Né en 1963, Nick Barlay est l'auteur de Curvy Lovebox (1997), Crumple Zone (2000) et Hooky Gear (2001), une trilogie de « contes » urbains qui passent en revue le Londres underground contemporain. Ses romans ont été largement salués par la presse pour « leur je brillamment littéraire, leur mélange de réalisme et d'humour et leur subtile chronique de la culture sub-urbaine ».
Que faire quand votre mari est retrouvé mort dans une chambre d'hôtel dans des circonstances pour le moins incongrues ? Pour Joy Fisher, c'est l'évidence : il faut reconstituer le puzzle de sa vie cachée. Vincent travaillait-il au sein d'une entreprise de cosmétiques ou évoluait-il dans les eaux glauques des réseaux
criminels européens ? Sans s'en douter, Joy entame sa descente aux enfers dans les brumes de l'Allemagne et de la Belgique. Et le mystère de cette épouse à l'esprit noyé d'alcool et de psychotropes supplante peu à peu celui de son défunt mari...
C'est un vrai coup de poker que tente Quidam avec La Femme d'un homme qui : non seulement Nick Barlay est rigoureusement inconnu hors de Grande-Bretagne (où il a été adoubé par Granta), mais c'est la première fois que l'éditeur se frotte au roman noir. Barlay le fait-il au moins muter ? Au premier abord, le décor est plus vrai que nature : décès crasseux, errances dans les coins les plus glauques d'Europe du Nord (Leipzig, Putney, Charleroi, vous la sentez bien la bruine sur la nuque ?), galerie de parias dégueulasses, indices égrenés sur le bitume mouillé. A se perdre entre les méandres de sa conspiration molle et dans le babillage à la deuxième personne qui lui sert de narration, on se demande pourtant bien quel fan de Manchette ou David Peace va aller jusqu'à la dernière page. On va dire tant mieux. Par Olivier Lamm, Chronicart, n° 74, nov.-déc. 2012
Aussi déroutant que déjanté, puissant et addictif, le livre de Nick Barlay est un very bad trip (pour l'héroïne, Joy, anorexique et alcoolique, et son défunt mari, dont le jeu érotique a mal tourné) qui prend aux tripes. Mais un fascinant voyage pour le lecteur, même s'il est brutal et souvent inconfortable. Joy va mener sa propre enquête, qui l'amènera à frôler le spectre de l'enfer Par Ariane Valadié, Voici, 11-18 novembre 2011
Il était une fois, il y a deux jours, un homme qu'on retrouvait dans le fauteuil d'une chambre d'hôtel. L'homme était plutôt fort. Il était plutôt grand. Mais ses pieds étaient aussi petits que ceux de sa femme. Quelques poils de torse pointaient sur un corps autrement glabre et une ancienne marque de bronzage séparait la taille hâlée du bas-ventre plus pâle, comme le passé du présent. À l'exception d'une paire de collants noirs, il était nu. Dans sa bouche, un quartier d'orange, serré entre les dents. Naturellement, il était mort.

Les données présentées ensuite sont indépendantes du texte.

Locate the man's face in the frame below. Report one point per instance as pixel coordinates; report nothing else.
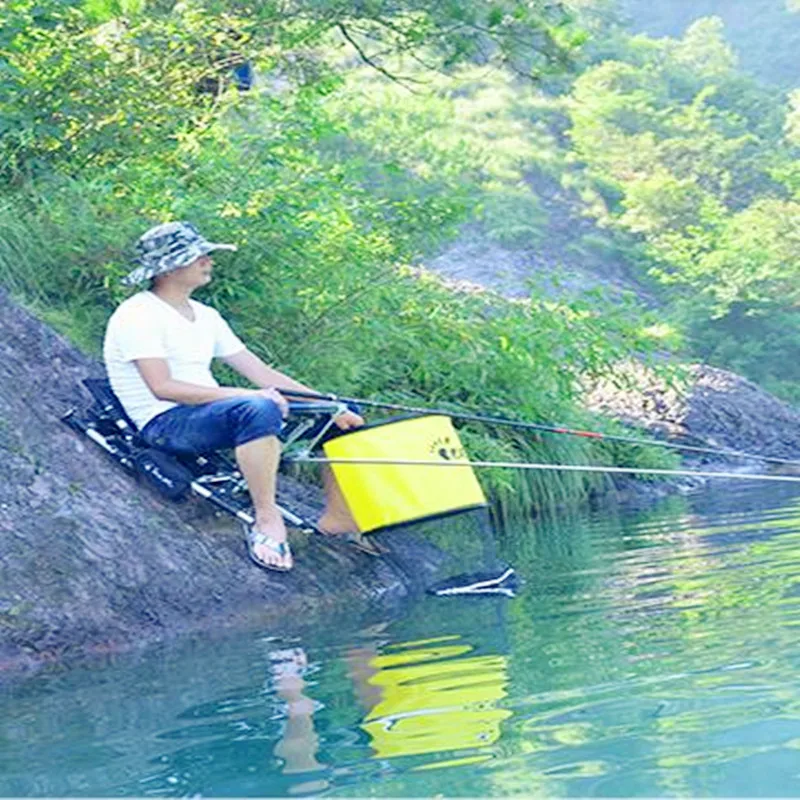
(198, 273)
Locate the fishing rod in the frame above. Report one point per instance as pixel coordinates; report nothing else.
(543, 427)
(525, 465)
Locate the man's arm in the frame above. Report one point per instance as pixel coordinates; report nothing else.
(155, 373)
(250, 366)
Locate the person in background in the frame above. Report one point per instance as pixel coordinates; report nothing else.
(158, 349)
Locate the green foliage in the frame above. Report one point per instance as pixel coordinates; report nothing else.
(694, 160)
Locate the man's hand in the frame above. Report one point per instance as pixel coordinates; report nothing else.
(347, 420)
(277, 398)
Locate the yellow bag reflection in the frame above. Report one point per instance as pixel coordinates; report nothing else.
(379, 495)
(439, 706)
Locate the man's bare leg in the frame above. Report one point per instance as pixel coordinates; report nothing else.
(336, 518)
(258, 462)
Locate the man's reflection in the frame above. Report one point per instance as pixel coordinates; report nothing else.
(299, 743)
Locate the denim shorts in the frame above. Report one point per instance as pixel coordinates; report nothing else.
(222, 425)
(219, 425)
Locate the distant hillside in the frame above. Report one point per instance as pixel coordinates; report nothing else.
(764, 33)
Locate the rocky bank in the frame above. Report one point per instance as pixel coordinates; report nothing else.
(89, 559)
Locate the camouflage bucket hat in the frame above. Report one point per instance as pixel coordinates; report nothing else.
(168, 247)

Les collants étaient à l'origine de sa mort parce qu'il ne les portait pas de manière traditionnelle, sur les jambes, mais entortillés autour du cou. Tendus, ils étaient attachés à un crochet fixé sur le mur derrière lui, un mètre environ au-dessus de sa tête.
Il n'était pas bien entendu le premier à trouver ainsi la mort. La plupart des fans d'asphyxie auto-érotique savent apparemment très bien qu'il n'y a qu'un poil entre pratique sexuelle sans risque et mort accidentelle. Cela dit, les statistiques sont de leur côté. Ils sont encore là pour en parler, une fois redescendus sur terre comme les adeptes du saut à l'élastique.
Le fan en question était un homme marié. Et cette engeance, apparemment, s'expose deux fois plus souvent que sa contrepartie féminine à ce genre d'accident fatal. Ce sont des touche-à-tout. Des as de la bricole. Qui s'emmêlent les pinceaux. Qui mettent les doigts là où il ne le faut pas. Des piliers de Bricorama. Alors, arriva ce qui arriva. À défaut de Black & Decker, ce fut Golden Lady.